Daily Dose Of Jazz…

Eddie Harris was born on October 20, 1934 in Chicago, Illinois to a Cuban father and New Orleans mother. He studied music at DuSable High School, then Roosevelt University becoming proficient on piano, vibraphone and tenor saxophone and playing professionally with Gene Ammons.

After graduating and a stint in the 7th Army Band playing alongside Leo Wright, Don Ellis and Cedar Walton, he worked in New York City prior to his Chicago return. He signed with Vee Jay Records and released his debut “Exodus To Jazz” and his jazz arrangement of the theme to Exodus was so heavily played on radio, it became the first jazz record ever to be certified gold.

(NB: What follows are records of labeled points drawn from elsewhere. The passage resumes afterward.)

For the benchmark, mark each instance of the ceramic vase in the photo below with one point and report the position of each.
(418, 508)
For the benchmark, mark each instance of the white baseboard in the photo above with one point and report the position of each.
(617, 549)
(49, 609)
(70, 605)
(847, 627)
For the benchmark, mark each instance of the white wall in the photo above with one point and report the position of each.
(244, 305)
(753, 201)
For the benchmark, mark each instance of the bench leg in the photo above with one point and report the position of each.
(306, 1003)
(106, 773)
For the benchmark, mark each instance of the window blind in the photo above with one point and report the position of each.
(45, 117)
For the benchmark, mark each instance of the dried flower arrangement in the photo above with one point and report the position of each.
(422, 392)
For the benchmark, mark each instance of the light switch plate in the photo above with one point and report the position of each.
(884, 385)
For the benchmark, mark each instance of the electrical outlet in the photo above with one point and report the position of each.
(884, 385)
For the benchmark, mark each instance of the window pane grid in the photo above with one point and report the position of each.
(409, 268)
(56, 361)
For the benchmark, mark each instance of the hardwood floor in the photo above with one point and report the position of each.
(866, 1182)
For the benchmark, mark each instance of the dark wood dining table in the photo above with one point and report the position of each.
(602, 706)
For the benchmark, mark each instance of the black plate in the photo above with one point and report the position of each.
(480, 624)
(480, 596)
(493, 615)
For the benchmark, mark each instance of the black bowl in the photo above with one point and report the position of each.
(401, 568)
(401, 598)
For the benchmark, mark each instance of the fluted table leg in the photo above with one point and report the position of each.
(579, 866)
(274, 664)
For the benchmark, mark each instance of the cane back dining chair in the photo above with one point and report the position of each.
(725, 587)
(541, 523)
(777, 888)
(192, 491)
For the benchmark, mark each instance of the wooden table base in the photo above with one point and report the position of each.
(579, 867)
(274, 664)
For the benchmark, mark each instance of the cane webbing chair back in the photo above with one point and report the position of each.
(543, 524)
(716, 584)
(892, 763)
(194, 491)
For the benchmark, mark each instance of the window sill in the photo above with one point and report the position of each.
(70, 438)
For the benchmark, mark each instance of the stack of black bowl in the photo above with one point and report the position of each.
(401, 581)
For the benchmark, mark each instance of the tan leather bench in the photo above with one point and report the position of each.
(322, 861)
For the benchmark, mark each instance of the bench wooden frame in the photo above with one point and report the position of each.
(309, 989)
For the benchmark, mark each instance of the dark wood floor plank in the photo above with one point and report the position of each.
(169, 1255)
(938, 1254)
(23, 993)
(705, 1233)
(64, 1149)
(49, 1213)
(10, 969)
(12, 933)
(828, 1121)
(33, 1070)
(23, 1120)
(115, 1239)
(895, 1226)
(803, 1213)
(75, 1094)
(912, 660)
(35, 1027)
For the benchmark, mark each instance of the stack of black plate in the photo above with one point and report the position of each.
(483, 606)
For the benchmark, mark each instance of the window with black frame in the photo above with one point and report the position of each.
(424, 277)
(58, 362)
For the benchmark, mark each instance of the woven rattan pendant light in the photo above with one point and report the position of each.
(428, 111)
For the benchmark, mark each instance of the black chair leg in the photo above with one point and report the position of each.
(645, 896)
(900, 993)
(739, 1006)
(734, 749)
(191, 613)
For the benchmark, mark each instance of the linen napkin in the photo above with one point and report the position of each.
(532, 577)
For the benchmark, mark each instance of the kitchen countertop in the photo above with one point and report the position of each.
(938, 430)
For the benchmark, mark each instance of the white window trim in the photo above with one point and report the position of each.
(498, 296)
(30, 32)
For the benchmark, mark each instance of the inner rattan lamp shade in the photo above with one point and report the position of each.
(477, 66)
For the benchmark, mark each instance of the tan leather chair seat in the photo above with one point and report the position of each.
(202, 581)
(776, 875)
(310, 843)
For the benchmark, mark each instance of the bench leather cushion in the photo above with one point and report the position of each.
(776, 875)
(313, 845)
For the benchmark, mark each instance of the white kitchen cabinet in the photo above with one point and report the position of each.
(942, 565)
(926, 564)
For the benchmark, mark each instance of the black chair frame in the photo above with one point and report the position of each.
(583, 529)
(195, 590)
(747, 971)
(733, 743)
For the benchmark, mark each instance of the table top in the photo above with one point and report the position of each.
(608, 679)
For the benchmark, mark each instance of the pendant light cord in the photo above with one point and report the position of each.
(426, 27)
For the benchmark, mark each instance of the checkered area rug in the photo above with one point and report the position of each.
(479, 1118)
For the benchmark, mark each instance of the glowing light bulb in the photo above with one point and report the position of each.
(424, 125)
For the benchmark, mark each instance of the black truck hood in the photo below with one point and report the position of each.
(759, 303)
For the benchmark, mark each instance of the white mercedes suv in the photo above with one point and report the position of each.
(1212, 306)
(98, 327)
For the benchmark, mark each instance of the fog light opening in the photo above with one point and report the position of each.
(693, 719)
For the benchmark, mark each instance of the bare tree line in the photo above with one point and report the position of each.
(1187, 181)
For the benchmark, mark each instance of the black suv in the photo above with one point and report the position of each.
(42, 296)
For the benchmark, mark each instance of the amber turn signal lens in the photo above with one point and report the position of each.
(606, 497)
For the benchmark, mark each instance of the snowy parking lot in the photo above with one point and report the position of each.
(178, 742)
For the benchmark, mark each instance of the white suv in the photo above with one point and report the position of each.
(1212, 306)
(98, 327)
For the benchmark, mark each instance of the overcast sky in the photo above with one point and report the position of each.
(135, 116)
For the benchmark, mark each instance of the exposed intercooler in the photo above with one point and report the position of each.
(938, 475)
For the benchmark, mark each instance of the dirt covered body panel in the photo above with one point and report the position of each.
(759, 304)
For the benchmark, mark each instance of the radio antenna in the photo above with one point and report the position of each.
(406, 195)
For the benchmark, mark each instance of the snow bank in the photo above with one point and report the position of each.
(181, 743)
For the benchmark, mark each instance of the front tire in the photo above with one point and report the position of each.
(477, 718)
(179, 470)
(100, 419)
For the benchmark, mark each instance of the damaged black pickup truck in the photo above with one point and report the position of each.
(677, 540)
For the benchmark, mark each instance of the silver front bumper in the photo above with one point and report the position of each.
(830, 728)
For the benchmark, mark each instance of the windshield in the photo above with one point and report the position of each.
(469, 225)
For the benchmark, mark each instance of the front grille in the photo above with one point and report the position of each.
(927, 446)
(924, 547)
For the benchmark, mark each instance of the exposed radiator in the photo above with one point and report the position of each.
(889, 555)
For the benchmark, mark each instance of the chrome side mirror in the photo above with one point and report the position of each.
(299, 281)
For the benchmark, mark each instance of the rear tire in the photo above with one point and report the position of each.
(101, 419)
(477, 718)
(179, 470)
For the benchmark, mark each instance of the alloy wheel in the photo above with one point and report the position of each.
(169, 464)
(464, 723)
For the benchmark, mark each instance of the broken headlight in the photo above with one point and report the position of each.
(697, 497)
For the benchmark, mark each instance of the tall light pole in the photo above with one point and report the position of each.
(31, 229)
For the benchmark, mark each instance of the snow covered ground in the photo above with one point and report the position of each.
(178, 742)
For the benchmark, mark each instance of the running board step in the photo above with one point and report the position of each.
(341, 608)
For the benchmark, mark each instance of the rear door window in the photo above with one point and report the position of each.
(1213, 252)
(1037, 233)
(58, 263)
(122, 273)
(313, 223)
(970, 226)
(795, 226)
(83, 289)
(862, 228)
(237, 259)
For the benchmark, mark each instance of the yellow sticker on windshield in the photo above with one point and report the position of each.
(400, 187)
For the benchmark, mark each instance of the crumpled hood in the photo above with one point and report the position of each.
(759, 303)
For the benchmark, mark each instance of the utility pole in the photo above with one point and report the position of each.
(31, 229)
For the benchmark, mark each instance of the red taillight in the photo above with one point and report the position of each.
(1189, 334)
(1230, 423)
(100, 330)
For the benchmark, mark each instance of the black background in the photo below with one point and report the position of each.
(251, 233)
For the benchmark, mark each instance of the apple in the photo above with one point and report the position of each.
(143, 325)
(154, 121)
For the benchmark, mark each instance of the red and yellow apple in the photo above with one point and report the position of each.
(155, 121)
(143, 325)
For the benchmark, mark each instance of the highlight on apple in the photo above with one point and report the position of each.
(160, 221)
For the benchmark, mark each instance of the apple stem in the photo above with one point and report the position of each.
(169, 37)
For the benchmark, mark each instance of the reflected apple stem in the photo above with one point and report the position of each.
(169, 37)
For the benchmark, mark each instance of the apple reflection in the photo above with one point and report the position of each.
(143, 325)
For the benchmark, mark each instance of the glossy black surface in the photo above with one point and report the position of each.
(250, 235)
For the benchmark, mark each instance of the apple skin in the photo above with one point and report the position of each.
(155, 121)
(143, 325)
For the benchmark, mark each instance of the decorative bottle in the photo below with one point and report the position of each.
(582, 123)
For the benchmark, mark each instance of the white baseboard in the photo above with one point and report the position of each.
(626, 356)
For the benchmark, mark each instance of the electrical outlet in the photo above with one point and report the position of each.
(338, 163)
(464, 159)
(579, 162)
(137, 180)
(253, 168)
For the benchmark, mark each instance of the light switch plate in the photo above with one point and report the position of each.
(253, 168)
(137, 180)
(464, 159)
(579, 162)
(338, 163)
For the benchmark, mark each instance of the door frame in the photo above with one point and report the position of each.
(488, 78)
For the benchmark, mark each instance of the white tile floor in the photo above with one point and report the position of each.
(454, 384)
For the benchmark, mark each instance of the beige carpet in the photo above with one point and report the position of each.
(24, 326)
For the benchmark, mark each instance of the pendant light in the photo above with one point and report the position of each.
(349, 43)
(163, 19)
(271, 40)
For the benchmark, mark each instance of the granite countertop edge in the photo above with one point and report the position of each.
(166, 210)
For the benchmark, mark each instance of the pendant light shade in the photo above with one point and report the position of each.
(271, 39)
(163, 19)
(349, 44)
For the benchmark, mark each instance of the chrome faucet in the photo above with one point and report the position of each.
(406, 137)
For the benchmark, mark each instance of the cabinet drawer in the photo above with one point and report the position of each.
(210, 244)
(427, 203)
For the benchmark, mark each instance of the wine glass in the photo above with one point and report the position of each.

Throughout his career he recorded for Columbia and Atlantic Records, ventured into electric piano and Varitone saxophone mixing jazz with funk on albums like “The Electrifying Eddie Harris” and crossing into rhythm and blues markets. By 1969 he would perform with Les McCann at Montreux with an unrehearsed band that produced the seminal work Swiss Movement that became one of the best selling jazz albums ever.

In the early to mid ‘70s Harris experimented with altering instruments like his reed trumpet with a sax mouthpiece, saxobone with a trombone mouthpiece and guitorgan, a guitar/organ combination. He also forayed into singing blues, played with jazz-rock, and comic R&B consisting of mostly stand-up comedy all of which ultimately declined his popularity.

He would work with Horace Silver in the ‘80s, record regularly well into the 1990s, tour and perform in Europe and return to hard bop. His move to Los Angeles in the mid-1970s allowed him the opportunity to provide much of the music for The Bill Cosby Show.

Eddie Harris, tenor saxophonist and multi-instrumentalist and composer of “Freedom Jazz Dance” popularized by Miles Davis in the Sixties and also the tune “Listen Here”, passed away from bone cancer and kidney disease at the age of 62 on November 5, 1996.